The long-term success of the co-management system
is due in large part to the existence of both a common
interest and pressing need to resolve such conflict
so that fishing can take place and to the maintenance
of human capital among management participants.
Coastal
Fisheries, Mexico (McGoodwin 1994): The coastal Pacific
fisheries of the South Sinaloa region of Mexico are
examples ineffective co-management. The fisheries
were relatively stable in early years of development,
managed by a combination of government control and
near-shore territories. Boundaries were mutually recognized
by user groups. A combination of more efficient fishing
technology, increasing coastal populations, poverty,
strong export markets, inadequate pollution controls
and ineffective enforcement led to the breakdown of
territories and an influx of fishing effort. The rapid
rate of change in the region created high costs of
coordination, organization and monitoring, prevented
the maintenance of effective linkages between stakeholders,
and led to background uncertainty and intensified
competitive use.

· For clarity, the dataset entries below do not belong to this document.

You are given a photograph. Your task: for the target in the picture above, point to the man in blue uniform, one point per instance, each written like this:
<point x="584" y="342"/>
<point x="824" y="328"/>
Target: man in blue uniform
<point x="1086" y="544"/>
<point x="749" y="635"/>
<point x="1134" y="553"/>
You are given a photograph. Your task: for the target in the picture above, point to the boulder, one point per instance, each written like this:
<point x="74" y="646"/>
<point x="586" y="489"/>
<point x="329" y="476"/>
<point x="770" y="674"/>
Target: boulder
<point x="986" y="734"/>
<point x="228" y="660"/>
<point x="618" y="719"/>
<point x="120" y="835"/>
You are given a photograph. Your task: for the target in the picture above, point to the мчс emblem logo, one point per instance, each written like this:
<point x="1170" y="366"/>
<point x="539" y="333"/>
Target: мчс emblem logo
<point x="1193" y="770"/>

Attempts at fishery control were
eroded by new entry.
CONCLUSION
As
the case studies illustrate, transactions costs and
human capital requirements pose challenges to the
establishment of effective operational linkages between
stakeholders in fisheries. At the same time, the way
stakeholders are organized and linked affects the
costs of management. Similarly, the way human capital
is developed and used strongly influences co-management
success. There is a circular relationship between
effective linkages, transactions costs and human capital.
Designers
of co-management processes have tended to not give
economic concepts like costs and capital due consideration,
perhaps because co-management is sometimes seen as
a way to avoid economics; a way to mitigate for the
harsher side-effects of managing fisheries for economic
efficiency. Co-management is often put in place to
mitigate some of the problems related to economics,
such as competitive exclusion or a failure to address
equity.
And
so a certain amount of wishful thinking about avoiding
economics sometimes underlies the design of co-management
processes. At times there is also an element of desperation
in the need to try alternatives to current management
that precludes careful thinking about the costs and
capital requirements of management. Wishful thinking
and desperation are powerful forces. But economic
forces are equally powerful, and costs and capital
requirements are pervasive. They are reflected in
the coordination, learning, design, implementation,
monitoring and enforcement functions of management.
Costs must be accounted for explicitly so they can
be contained. Capital must be accounted for explicitly
so it can be built or maintained at appropriate levels.
A co-management process, while offering great promise
for stake-holder integration and long-term commitment,
also offers these economic challenges.